Their plan is careful to distinguish between climate jobs (which reduce greenhouse gases) and green jobs (which can mean almost anything). More specifically it calls for the creation of a million, new public sector jobs and a National Climate Service to employ them, highlights the kind of work that should be done, and presents a plan for financing it that does not rely on increasing the federal deficit.
In the words of the alliance:
We mean a million new jobs, not ones people are already doing. We don’t want to add up existing and new jobs and say that now we have a million climate jobs. We don’t mean jobs with a climate label, or a climate aspect. We don’t want old jobs with new names, or ones with ‘sustainable’ inserted into the job title. And we don’t mean ‘carbon finance’ jobs.

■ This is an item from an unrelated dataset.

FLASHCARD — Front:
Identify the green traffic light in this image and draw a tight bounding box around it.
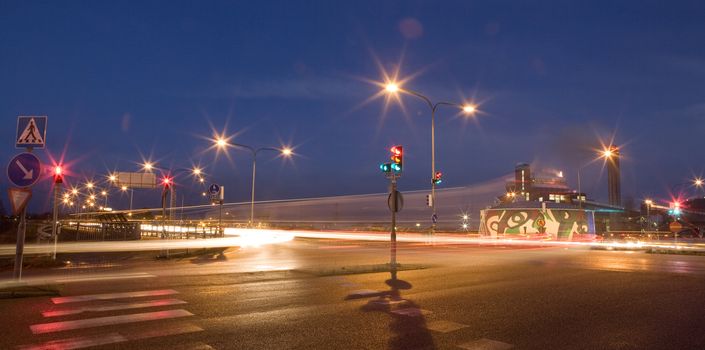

We mean new jobs now. We want the government to start employing 83,300 workers a month in climate jobs. Then, within twelve months, we will have created a million jobs.
We mean government jobs. This is a new idea. Up to now government policy under both Labour and Conservatives has been to use subsidies and tax breaks to encourage private industry to invest in renewable energy. The traditional approach is to encourage the market. That’s much too slow and inefficient. We want something more like the way the government used to run the National Health Service. In effect, the government sets up a National Climate Service (NCS) and employs staff to do the work that needs to be done. Government policy has also been to give people grants and loans to insulate and refit their houses. Instead, we want to send teams of construction workers to renovate everyone’s home, street by street. And we want the government to construct wind farms, build railways, and put buses on the streets.
Direct government employment means secure, flexible, permanent jobs. Workers with new climate jobs won’t always keep doing the same thing, but they will be retrained as new kinds of work are needed.
I strongly recommend reading their plan.
Life is getting harder in the UK. My father works as a technician at a state school and recently had his job ‘reclassified’ so that the government can now pay him less for what he’s been doing for the last 6 years despite having a very low wage already. Luckily the school is being changed into an academy and they have agreed a two year pay freeze rather than a pay cut. This is still rubbish though as everything is going up.